Will Brands Die? How Digital Disruption Is Redefining Brand Strategy
The article argues that while traditional branding paths are being overturned by digital channels, brands are not dying but evolving, with companies like Google and Apple reshaping brand value through product experience, storytelling, and integration into the customer value chain.
Will brands die? In "Three Phenomena of Brand Disappearance," the author answers yes, but not because brands cease to exist; rather, the traditional pathways for building brands are being overturned. After existing channels are disrupted, how should brands be formed and where should the focus lie? This article provides answers.
Before the internet became ubiquitous, many believed brands would become a thing of the past as the internet grew. Early observers like Carl Shapiro and Hal R. Varian, co‑authors of the influential 1999 book Information Rules , predicted that brand power would shrink as free information became abundant. This prediction proved wrong; today the internet is dominated by a few major brands.
The expansion of the internet also highlights the strong adaptability of weaker brands. Stanford professors Itamar Simonsen and Emmanuel Rosen, in their new book Absolute Value: What Really Influences Customers in the Information Age? , argue that marketers need to reassess the impact of brands on consumer purchase decisions, noting that when consumers can obtain product quality information through reviews, expert opinions, or social media, brand importance diminishes.
The decline of large brands follows a clear logic: a brand’s primary role is to make product choice easier for consumers. If consumers can easily access reviews and expert opinions, the brand’s value drops. The rise of mobile networks provides strong evidence for this theory.
However, this does not mean "brands are doomed." In fact, digital penetration has made brands more important and valuable. Current brand rankings show digital brands like Apple, Google, Microsoft, IBM, Intel, and Samsung dominate the top spots, not because consumers have abandoned traditional brands like Coca‑Cola or Mercedes, but because digital brands have surged ahead.

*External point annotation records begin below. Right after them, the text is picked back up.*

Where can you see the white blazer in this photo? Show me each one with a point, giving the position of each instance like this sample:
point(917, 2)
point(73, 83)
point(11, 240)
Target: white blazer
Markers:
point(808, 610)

Brands remain crucial. Simonsen and Rosen err by applying old branding methods to the digital economy, conflating brand value, role, and meaning. Google and Apple succeed because they built their own brands: Google spends little on traditional ads, yet leverages free services and innovation to maintain relevance; Apple uses low‑budget marketing and the "Think Different" slogan to reshape its brand through superior design and unified product experience.
Branding is not merely about solving information problems. It must provide meaning and satisfy emotional needs—fundamental human desires that persist. While information overload may push consumers toward familiar or comfortable content, disruptive digital services will continue to evolve, and brands like Pinterest and WhatsApp illustrate the long road toward price‑controlled, brand‑driven services.
Therefore, marketers and managers should shift the discussion from "whether to have a brand" to "how to strengthen brand building when traditional tools like advertising, PR, and corporate identity systems wane."
One answer is to make the brand more central, not peripheral. In a highly transparent digital world, consumers can easily verify whether a company’s words match its actions. Companies can no longer separate marketing from product development, communication from service; they must integrate into the customer value chain.
Products and services must learn to tell stories, shedding the veneer of advertising and conveying genuine value. As information becomes ever more accessible and brand value rises, storytelling through action and product will be the sole path to brand success.